The food here! It's quite an adventure to say the least.
Tuesday, September 11, 2007
When September 11th rolls around each year, it reminds me that another anniversary of living in New York is creeping up on me. I moved here after the terrorist attacks, but only shortly after. I didn't experience the feeling of the air or the taste of the dust or the fear in the subways and on the streets. I saw what the world saw, watching the repeated videos of crumbling skyscraper and Red Cross volunteers between episodes of Seinfeld and Sex and the City.
After moving here four months later, I experienced September 11th an entirely new way. I revisited it through the eyes and the voices of those who had been a part of it.
It's happened so many times that a full grown New York City man with a Manhattan or Brooklyn accent sat, hunched over a bar that I was working, ordering a refill on his Jack and Coke or Jameson on the rocks, while tears silently streaked his face, his reenactment of the worst day of his life a little too difficult to finish. The horror I've heard. Some of the stories bring my lunch to the back of my throat, pull at the saltwater behind my eyes like a Paul Zindel novel to an eleven-year-old. I won't repeat them. They need not be relived.

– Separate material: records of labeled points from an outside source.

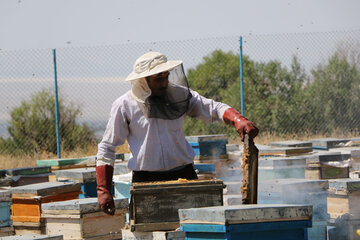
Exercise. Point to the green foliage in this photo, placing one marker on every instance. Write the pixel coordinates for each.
(277, 99)
(33, 127)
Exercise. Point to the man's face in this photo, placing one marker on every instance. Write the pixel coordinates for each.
(158, 83)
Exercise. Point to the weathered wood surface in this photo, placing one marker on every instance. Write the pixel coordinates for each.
(165, 235)
(351, 152)
(80, 206)
(34, 237)
(45, 189)
(338, 205)
(158, 202)
(28, 171)
(28, 209)
(61, 162)
(282, 162)
(205, 138)
(344, 186)
(7, 231)
(5, 195)
(265, 150)
(78, 174)
(326, 143)
(121, 168)
(249, 167)
(208, 147)
(2, 173)
(89, 226)
(246, 214)
(291, 143)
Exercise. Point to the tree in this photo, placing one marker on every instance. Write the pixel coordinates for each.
(33, 127)
(335, 97)
(272, 93)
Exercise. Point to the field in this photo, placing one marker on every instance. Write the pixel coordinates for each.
(8, 162)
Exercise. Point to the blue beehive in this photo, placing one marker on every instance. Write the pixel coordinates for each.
(246, 222)
(281, 167)
(5, 204)
(85, 176)
(208, 147)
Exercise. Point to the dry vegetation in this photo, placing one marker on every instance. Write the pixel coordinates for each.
(8, 162)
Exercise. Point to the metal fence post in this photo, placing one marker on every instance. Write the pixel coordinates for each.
(241, 80)
(56, 108)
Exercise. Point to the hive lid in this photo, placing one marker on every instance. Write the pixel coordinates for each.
(78, 174)
(204, 138)
(5, 195)
(80, 206)
(28, 171)
(344, 185)
(246, 213)
(47, 188)
(176, 183)
(291, 143)
(34, 237)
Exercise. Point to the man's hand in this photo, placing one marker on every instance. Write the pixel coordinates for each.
(104, 175)
(242, 125)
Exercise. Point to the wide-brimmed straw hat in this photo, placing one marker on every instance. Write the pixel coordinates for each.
(151, 63)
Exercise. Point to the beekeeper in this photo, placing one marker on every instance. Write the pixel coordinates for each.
(150, 117)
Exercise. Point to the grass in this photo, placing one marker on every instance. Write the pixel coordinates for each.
(8, 162)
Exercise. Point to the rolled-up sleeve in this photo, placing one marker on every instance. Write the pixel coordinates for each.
(116, 132)
(206, 109)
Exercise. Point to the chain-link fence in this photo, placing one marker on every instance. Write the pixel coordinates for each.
(293, 83)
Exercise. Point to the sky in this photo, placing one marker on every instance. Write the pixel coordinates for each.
(37, 24)
(97, 41)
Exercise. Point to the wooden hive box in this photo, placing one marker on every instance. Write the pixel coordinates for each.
(352, 152)
(327, 143)
(5, 204)
(27, 201)
(252, 221)
(157, 235)
(205, 170)
(155, 204)
(268, 151)
(86, 176)
(83, 219)
(306, 191)
(344, 198)
(281, 167)
(29, 175)
(327, 165)
(7, 231)
(2, 173)
(67, 163)
(291, 143)
(33, 237)
(208, 147)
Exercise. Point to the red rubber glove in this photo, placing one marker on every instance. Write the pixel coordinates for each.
(242, 125)
(104, 175)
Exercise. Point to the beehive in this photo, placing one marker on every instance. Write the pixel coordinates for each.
(252, 221)
(27, 201)
(83, 219)
(155, 204)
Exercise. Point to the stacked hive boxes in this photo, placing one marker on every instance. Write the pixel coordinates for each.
(155, 204)
(246, 222)
(83, 219)
(85, 176)
(327, 165)
(6, 228)
(25, 176)
(344, 208)
(27, 201)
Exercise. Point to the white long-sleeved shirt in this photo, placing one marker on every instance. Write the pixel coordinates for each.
(156, 144)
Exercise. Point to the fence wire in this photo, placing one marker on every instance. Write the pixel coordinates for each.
(293, 83)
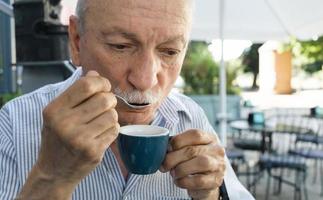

I climbed to the rooftop of my building in the West Village tonight after dinner. It was a normal day and the night was no different, save the overwhelming stream of blue light piercing the sky like an unavoidable reminder of what once, only a few years ago, existed downtown. I took in the presence of the night's scar. Took a few photos. Thought of the men that openly cried in front of their bartender, unable to contain the horrific terror that brimmed their memories of that day. Prayed for the two thousand seven hundred and fifty two people that are no longer sharing this life with us because of what happened here in this city six years ago today.